Kolamaavu Kokila () (abbrev. COCO) is a 2018 Indian Tamil-language black comedy crime film written and directed by Nelson in his directorial debut, and produced by Lyca Productions. The film stars Nayanthara alongside a supporting cast including Yogi Babu, Saranya Ponvannan, R. S. Shivaji, Charles Vinoth, Hareesh Peradi and Jacqueline. Anirudh Ravichander composed the film's music. 

The film received positive reviews from critics who praised the performances of the cast(particularly Nayanthara), use of black comedy, technical aspects, screenplay and direction. The film was released on 17 August 2018  and earned over . It was remade in Hindi language as Good Luck Jerry (2022).

Plot 
The film opens with the killing of a police officer by a cocaine-dealer lord Bhai and his henchmen.
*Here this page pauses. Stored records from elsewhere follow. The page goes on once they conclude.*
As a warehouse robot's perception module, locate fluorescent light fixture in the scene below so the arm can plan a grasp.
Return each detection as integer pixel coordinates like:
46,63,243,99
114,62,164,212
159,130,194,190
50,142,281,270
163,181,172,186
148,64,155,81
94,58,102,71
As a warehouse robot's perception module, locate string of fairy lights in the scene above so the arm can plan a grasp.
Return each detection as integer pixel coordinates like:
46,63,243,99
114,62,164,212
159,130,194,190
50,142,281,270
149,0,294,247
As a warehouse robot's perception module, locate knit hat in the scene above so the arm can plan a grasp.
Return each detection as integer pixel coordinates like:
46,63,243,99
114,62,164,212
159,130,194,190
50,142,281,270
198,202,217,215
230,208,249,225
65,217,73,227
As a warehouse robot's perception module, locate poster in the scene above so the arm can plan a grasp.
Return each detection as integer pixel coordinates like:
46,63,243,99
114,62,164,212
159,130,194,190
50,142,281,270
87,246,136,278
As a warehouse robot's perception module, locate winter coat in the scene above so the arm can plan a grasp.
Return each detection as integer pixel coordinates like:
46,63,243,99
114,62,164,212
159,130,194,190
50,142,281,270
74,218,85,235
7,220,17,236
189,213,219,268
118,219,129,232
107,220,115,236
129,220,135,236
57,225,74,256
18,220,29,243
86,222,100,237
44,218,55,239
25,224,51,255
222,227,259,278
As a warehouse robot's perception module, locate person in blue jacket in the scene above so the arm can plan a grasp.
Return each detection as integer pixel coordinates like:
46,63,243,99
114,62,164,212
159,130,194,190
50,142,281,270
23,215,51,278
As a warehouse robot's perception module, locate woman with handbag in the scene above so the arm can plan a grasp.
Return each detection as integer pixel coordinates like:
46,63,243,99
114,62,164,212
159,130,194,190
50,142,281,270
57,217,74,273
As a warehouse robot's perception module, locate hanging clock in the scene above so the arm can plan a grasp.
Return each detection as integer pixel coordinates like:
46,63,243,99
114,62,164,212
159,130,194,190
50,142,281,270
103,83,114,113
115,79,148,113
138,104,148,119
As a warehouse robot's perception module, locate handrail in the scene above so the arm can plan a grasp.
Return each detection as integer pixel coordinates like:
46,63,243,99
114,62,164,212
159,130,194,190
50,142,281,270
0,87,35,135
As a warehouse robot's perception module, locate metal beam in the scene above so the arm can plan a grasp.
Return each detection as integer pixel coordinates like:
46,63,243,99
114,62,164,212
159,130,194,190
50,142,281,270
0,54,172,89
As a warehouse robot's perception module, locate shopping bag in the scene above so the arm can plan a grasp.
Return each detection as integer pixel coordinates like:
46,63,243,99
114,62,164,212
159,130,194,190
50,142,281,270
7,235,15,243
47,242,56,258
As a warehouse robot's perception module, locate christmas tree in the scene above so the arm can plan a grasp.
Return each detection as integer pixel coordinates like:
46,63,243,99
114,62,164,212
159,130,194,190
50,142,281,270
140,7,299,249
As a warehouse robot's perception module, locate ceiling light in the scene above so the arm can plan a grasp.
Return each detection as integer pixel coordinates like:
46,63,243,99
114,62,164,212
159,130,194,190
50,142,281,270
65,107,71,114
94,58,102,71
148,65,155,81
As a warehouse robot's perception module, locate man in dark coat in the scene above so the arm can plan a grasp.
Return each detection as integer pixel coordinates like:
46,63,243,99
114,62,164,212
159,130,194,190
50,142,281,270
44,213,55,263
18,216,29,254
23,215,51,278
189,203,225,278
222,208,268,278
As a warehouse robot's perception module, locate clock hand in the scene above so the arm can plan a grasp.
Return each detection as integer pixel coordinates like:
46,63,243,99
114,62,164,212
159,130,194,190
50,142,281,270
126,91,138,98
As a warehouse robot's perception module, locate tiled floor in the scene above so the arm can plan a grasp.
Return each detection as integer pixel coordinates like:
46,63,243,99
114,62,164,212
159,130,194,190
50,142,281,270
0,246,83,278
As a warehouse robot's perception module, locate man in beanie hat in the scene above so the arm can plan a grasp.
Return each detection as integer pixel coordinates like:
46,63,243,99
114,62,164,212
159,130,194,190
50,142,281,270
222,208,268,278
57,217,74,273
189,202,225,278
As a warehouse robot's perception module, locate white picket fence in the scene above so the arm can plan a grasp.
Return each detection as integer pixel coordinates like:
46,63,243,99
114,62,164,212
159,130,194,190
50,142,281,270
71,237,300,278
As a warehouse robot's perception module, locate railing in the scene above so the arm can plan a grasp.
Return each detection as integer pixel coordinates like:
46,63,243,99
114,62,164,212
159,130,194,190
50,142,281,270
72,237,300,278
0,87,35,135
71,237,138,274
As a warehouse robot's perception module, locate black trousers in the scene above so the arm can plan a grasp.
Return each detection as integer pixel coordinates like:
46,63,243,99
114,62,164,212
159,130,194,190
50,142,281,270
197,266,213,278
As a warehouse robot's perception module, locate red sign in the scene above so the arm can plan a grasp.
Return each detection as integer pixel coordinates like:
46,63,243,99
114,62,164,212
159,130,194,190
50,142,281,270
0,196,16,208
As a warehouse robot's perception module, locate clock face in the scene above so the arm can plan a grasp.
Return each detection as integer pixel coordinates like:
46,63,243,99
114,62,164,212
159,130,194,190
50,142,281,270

Kokila struggles to find a job to take care of her parents and sister. She stumbles on the cocaine smuggling business of Mohan. When her mother is diagnosed with lung cancer, Kokila is forced to work for Mohan. Her cunningness earns her a name in the business. The new inspector Guru is a no-nonsense cop and cracks down on drug dealers. Kokila is almost caught a couple of times but manages to evade the authorities. She convinces Mohan to kill two of his henchmen suspected of leaking information and then decides to quit the business. Mohan seemingly agrees but tries to kill her, however an enraged Kokila brutally murders Mohan and his men and tries to flee with her family but is caught by Bobi, who had recruited her initially.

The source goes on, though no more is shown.